Maurine Chebor

Personal information
- Full name: Maurine Jepkoech Chebor
- Born: 28 May 2004 (age 22)

Sport
- Sport: Athletics
- Event(s): Long-distance running, Cross country running

Medal record
Women's athletics
Representing Kenya
World Cross Country Championships
| Silver medal – second place | 2026 Tallahassee | Senior team |

= Maurine Chebor =

Kenyan long-distance runner

Maurine Jepkoech Chebor (born 28 May 2004) is a Kenyan long-distance and cross country runner. She won the Kenyan Cross Country Championships in 2025 and was a silver medalist in the team event at the 2026 World Athletics Cross Country Championships.

==Biography==
Chebor is coached by Emmanuel Kipkoech. In October 2024, Chebor won her first senior race at the Betika BigwaFest Race. She won the Sparkassen Cross Pforzheim, a silver label race on the 2024–25 World Athletics Cross Country Tour the following month.

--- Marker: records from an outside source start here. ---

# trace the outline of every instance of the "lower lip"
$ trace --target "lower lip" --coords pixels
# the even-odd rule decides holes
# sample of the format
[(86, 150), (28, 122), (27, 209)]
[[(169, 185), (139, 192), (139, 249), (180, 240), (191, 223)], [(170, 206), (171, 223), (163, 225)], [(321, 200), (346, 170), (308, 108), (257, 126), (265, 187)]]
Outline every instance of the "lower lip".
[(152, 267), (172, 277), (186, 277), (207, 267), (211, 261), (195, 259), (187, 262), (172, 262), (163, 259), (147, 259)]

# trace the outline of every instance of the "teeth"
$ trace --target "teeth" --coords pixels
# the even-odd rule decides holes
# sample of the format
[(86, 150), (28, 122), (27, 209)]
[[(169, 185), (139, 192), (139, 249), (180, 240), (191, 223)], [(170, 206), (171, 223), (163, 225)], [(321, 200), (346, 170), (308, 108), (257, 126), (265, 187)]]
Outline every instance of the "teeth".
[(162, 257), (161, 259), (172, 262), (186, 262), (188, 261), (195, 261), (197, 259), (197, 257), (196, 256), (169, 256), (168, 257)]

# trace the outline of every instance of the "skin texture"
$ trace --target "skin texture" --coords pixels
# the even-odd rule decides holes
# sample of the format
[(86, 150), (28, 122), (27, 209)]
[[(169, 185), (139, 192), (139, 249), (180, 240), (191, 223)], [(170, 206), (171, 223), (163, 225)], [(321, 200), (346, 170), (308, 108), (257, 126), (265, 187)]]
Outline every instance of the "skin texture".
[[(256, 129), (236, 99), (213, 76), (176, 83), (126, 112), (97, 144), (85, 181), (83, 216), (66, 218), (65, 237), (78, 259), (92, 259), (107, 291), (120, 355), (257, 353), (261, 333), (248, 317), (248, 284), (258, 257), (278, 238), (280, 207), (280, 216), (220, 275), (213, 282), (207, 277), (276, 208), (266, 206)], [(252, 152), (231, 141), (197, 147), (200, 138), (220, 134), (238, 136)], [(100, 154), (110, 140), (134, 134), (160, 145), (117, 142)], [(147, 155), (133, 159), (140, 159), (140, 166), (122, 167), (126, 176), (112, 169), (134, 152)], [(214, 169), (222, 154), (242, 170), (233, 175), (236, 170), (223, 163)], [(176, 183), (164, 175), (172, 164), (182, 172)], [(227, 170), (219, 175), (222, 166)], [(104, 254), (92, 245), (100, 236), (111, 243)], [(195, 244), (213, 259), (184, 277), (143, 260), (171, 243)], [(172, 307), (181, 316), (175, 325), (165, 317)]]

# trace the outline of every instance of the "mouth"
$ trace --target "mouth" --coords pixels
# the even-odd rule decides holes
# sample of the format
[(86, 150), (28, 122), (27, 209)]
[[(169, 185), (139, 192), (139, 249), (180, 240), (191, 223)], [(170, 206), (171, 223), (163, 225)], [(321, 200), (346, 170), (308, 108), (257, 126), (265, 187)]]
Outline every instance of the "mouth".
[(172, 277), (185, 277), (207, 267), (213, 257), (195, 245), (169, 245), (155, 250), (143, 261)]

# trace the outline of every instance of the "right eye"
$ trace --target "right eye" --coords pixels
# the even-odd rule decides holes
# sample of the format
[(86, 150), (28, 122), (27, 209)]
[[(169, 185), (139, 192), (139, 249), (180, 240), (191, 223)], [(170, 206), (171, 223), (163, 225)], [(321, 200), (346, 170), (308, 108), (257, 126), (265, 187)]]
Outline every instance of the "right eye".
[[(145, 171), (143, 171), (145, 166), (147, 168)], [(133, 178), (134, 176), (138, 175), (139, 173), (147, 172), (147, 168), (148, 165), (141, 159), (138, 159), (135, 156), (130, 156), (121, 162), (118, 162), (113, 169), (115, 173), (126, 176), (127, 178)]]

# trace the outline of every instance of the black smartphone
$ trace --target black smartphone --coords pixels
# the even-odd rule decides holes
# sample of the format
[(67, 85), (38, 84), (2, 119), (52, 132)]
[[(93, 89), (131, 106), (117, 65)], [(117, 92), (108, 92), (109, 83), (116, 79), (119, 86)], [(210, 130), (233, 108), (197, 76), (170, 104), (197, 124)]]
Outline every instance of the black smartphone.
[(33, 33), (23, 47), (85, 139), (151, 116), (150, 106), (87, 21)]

In February 2025, Chebor finished second at the Kenyan Cross Country Championships. Chebor was runner-up to Sarah Chelangat over 5000 metres at the 2025 Kip Keino Classic. Chebor was fifteenth over 5000 metres at the 2025 Prefontaine Classic in Eugene, Oregon, part of the 2025 Diamond League. Chebor won at the BingwaFest in Nakuru in the women's 10,000m and 5,000m in August 2025.

Chebor won the Kenyan Cross Country Championships over 10 km in Eldoret on 25 October 2025. She was subsequently selected to represent Kenya at the 2026 World Athletics Cross Country Championships in the United States, where she placed eighth overall and won the silver medal in the team event with Kenya.

In May, she ran a personal best 14:39.31 for the 5000 m at the 2026 Shanghai Diamond League.